We tested on two real datasets: One from the human gut (Wirbel et al., 2019) and another from an animal gut, namely dog gut (Coelho et al., 2018). (Tests on an environmental dataset are on-going).

The main output is the number of high-quality (>90% completeness & <5% contamination, as measured by CheckM and further filtered by GUNC) MAGs.
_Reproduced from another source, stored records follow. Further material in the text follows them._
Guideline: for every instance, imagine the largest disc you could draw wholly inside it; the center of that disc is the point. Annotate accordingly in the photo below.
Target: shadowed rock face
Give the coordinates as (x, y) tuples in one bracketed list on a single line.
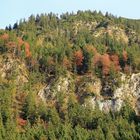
[(90, 92), (10, 67)]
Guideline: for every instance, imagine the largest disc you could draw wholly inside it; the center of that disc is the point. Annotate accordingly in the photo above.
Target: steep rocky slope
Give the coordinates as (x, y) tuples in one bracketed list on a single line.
[(89, 90)]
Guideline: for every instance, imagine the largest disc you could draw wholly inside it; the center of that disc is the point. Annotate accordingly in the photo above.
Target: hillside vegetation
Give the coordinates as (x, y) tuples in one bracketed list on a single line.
[(57, 73)]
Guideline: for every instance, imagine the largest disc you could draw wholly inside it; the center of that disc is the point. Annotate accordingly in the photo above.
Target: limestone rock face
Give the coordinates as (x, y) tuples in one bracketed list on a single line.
[(10, 67), (89, 90), (64, 84)]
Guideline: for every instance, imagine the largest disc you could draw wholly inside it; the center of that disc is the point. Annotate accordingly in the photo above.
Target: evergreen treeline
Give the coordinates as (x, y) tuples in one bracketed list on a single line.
[(51, 45)]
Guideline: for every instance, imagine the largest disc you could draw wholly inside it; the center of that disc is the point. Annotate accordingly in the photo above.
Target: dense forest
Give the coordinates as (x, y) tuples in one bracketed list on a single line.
[(87, 43)]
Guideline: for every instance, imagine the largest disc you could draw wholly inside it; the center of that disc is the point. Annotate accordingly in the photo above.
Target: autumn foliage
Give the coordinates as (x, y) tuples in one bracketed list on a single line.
[(78, 57)]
We compared against Maxbin2, Metabat2 as well as the newer Vamb, which shares the most ideas with our method.

Testset, binning mode Maxbin2 Vamb Metabat2 SemiBin(CAT) SemiBin(mmseqs)
Human gut, single-sample binning 487 998 1060 1320 1497
Human gut, multi-sample binning - 1318 - 1364 1549
Dog gut, single-sample binning 593 1220 1404 1834 2415
Dog gut, multi-sample binning - 3106 - 2934 3448

The multi-sample binning mode, introduced by Vamb, builds sample specific bins while integrating data from across multiple samples. S³N²Bin also supports multi-sample binning and it produces the best overall results.

The tool

A test version is available on Github: BigDataBiology/SemiBin. It may be a bit rough around the edges (for example, not a lot of effort has gone into providing high-quality error messages for users) and it may still change as we develop it, but the functionality of gets great binning results should be there.

Please use Github issues for bug reports and the Discussions for more open-ended discussions/questions.